For investors willing to take on more risk, you might be wondering if shares are overvalued. Not according to our simple valuation ratio.
- Market cap / annualized revenues
507 / 98.5 = 5
Of course, we can’t compare their valuation to any of the other five eVTOL stocks because none have revenues. We might try to compare them to mature chopper operators like Bristow Group (VTOL) which has a simple valuation ratio of just under 1, but these companies operate two different business models. Bristow Group owns and operates the choppers they fly, while Blade doesn’t, choosing instead to focus on the software stack. That being said, we’re left wondering how many choppers Blade now owns following their recent acquisitions of companies that seem to operate their own choppers.
If Blade can operate profitable fixed routes today using helicopters, then they’ve solved half the battle. Dropping prices over time not only increases margins but also lets them lower costs to the customer which increases TAM. We’ll check back in when they’ve had a chance to continue expanding for another year to see how that revenue growth is progressing. In the meantime, we’ll look to do a comparative analysis of all five eVTOL stocks available to investors today.
The entire appeal of the eVTOL thesis is that automation will lead to cheaper transport that will displace existing transportation methods. If an electric helicopter with multiple blades costs just as much as a helicopter to operate, there’s not much value added. That’s where autonomy comes into play, but it requires lots of regulatory hurdles to clear.

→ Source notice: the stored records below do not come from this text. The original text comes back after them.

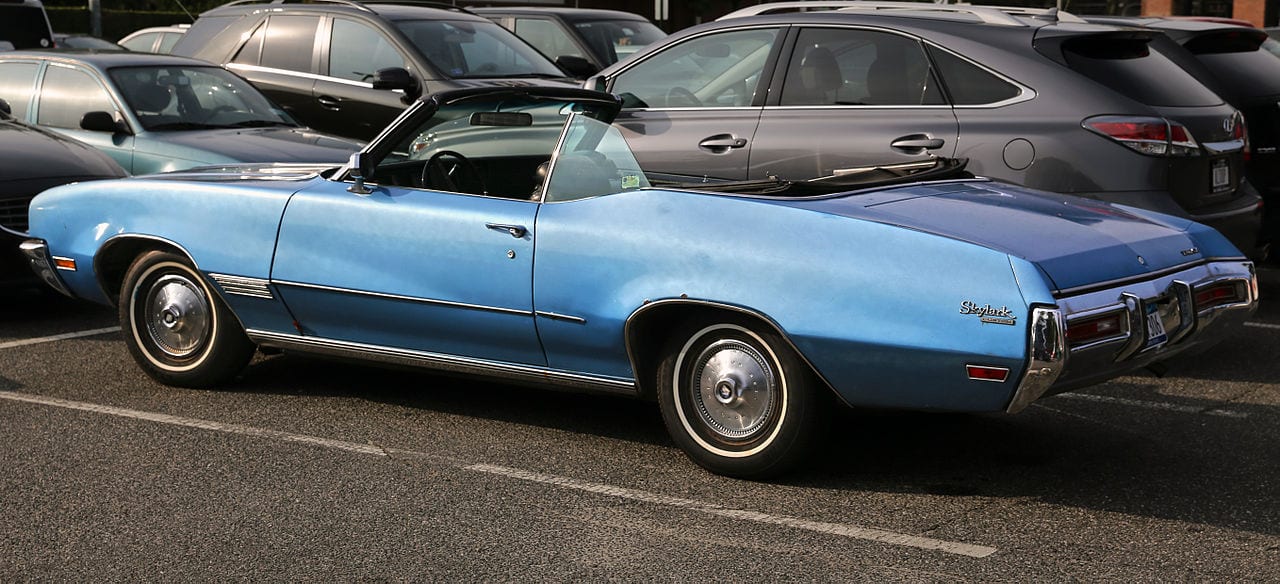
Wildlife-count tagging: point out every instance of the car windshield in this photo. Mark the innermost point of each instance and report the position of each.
(618, 39)
(476, 50)
(195, 97)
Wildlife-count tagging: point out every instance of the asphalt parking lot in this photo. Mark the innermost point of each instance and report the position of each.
(307, 469)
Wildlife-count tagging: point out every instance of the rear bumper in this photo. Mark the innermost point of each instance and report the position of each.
(1191, 324)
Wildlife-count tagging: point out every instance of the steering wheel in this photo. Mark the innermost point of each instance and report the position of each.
(452, 172)
(679, 96)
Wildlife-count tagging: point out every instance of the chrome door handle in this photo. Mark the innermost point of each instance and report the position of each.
(917, 142)
(513, 231)
(721, 142)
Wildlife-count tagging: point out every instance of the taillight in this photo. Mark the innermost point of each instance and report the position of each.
(1150, 136)
(1219, 295)
(1096, 328)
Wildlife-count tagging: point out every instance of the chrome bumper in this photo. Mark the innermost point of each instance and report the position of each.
(42, 264)
(1056, 366)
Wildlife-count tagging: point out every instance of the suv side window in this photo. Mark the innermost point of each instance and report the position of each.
(68, 95)
(854, 67)
(547, 36)
(17, 85)
(375, 51)
(713, 71)
(289, 42)
(969, 83)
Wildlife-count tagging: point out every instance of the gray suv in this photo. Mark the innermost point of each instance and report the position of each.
(1065, 106)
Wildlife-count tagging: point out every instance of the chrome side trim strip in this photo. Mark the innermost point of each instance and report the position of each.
(444, 363)
(561, 316)
(406, 299)
(242, 286)
(1046, 357)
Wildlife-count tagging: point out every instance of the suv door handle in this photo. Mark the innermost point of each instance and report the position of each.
(720, 144)
(917, 142)
(513, 231)
(329, 103)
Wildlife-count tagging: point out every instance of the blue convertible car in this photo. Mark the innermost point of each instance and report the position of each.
(508, 232)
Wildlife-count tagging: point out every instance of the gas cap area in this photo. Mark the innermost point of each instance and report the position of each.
(1019, 154)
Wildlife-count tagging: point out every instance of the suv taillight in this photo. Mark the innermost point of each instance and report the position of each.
(1150, 136)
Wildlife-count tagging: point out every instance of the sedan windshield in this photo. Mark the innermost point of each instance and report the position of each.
(476, 50)
(195, 97)
(618, 39)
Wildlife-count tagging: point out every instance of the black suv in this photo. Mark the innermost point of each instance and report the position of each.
(1051, 103)
(350, 68)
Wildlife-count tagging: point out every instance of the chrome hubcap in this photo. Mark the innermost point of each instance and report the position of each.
(177, 315)
(736, 388)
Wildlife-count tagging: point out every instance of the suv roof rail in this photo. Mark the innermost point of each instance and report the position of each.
(987, 14)
(357, 5)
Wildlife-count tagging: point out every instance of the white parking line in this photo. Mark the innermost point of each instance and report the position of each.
(1152, 405)
(58, 337)
(554, 480)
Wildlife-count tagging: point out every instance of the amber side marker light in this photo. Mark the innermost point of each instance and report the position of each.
(984, 373)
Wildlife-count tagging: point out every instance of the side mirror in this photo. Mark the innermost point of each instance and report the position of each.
(360, 170)
(576, 65)
(397, 78)
(101, 122)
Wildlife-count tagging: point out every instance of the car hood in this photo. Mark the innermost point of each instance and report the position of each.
(256, 145)
(1074, 241)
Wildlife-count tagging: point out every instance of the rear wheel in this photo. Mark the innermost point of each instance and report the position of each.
(176, 328)
(737, 400)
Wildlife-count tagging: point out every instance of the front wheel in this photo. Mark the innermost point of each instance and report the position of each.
(737, 400)
(176, 328)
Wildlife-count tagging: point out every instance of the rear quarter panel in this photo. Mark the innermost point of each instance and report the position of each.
(874, 308)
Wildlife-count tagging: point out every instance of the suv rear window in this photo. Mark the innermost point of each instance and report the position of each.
(1128, 65)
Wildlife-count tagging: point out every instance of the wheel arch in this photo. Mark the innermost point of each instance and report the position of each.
(648, 328)
(117, 254)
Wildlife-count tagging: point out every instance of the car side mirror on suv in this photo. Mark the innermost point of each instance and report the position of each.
(101, 122)
(397, 78)
(576, 65)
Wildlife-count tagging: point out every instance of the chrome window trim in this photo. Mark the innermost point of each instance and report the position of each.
(406, 299)
(534, 374)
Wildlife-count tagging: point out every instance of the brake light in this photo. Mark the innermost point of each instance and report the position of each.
(1217, 295)
(1097, 328)
(1150, 136)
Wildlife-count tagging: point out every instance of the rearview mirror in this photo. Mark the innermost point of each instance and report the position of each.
(576, 65)
(101, 122)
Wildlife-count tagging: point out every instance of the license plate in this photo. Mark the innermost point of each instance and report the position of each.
(1221, 174)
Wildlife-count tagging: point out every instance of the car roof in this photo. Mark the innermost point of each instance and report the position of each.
(106, 59)
(572, 14)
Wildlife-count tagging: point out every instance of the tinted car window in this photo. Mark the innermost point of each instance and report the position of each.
(68, 95)
(853, 67)
(17, 83)
(713, 71)
(1132, 68)
(141, 42)
(476, 49)
(969, 83)
(375, 51)
(289, 42)
(547, 36)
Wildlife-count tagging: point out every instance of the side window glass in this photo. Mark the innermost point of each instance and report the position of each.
(713, 71)
(141, 42)
(68, 95)
(970, 85)
(17, 83)
(375, 51)
(851, 67)
(289, 42)
(547, 37)
(250, 53)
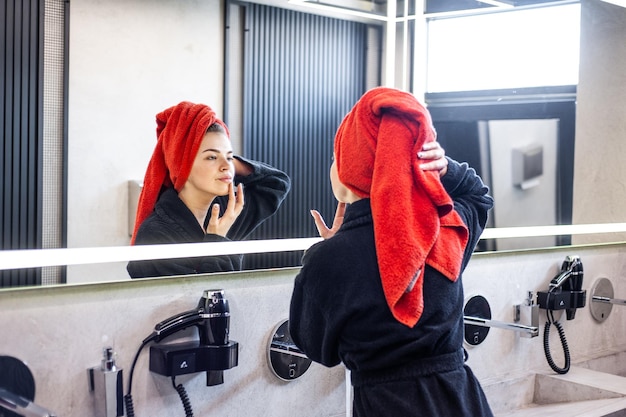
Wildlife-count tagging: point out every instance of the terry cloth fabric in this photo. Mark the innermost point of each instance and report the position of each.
(376, 149)
(180, 130)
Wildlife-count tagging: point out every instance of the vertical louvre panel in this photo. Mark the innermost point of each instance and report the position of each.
(302, 74)
(20, 154)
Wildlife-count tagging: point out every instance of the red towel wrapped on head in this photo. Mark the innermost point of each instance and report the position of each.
(180, 130)
(415, 224)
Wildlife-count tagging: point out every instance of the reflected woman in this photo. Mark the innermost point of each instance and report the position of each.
(196, 190)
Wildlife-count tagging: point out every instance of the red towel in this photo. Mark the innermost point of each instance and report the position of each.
(180, 130)
(415, 223)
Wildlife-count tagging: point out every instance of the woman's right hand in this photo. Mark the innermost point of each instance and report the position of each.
(221, 225)
(323, 230)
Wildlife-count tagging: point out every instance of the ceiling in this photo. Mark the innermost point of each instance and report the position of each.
(379, 7)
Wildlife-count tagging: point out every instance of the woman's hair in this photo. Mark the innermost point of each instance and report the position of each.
(216, 127)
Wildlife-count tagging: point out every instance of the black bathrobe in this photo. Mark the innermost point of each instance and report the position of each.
(339, 314)
(172, 222)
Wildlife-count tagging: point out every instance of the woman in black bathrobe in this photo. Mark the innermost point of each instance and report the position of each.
(194, 192)
(406, 356)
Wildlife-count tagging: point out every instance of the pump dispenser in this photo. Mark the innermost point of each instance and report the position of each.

Companies that start bringing in revenues from operating routes today will be at a clear advantage over their competitors. We like how Blade Air Mobility has managed to consistently grow revenues over the year organically and through acquisitions. They seem fairly valued based on our simple valuation ratio, but we’re avoiding the stock because it doesn’t meet our size requirement of $1 billion or more and its early days for the urban air mobility thesis.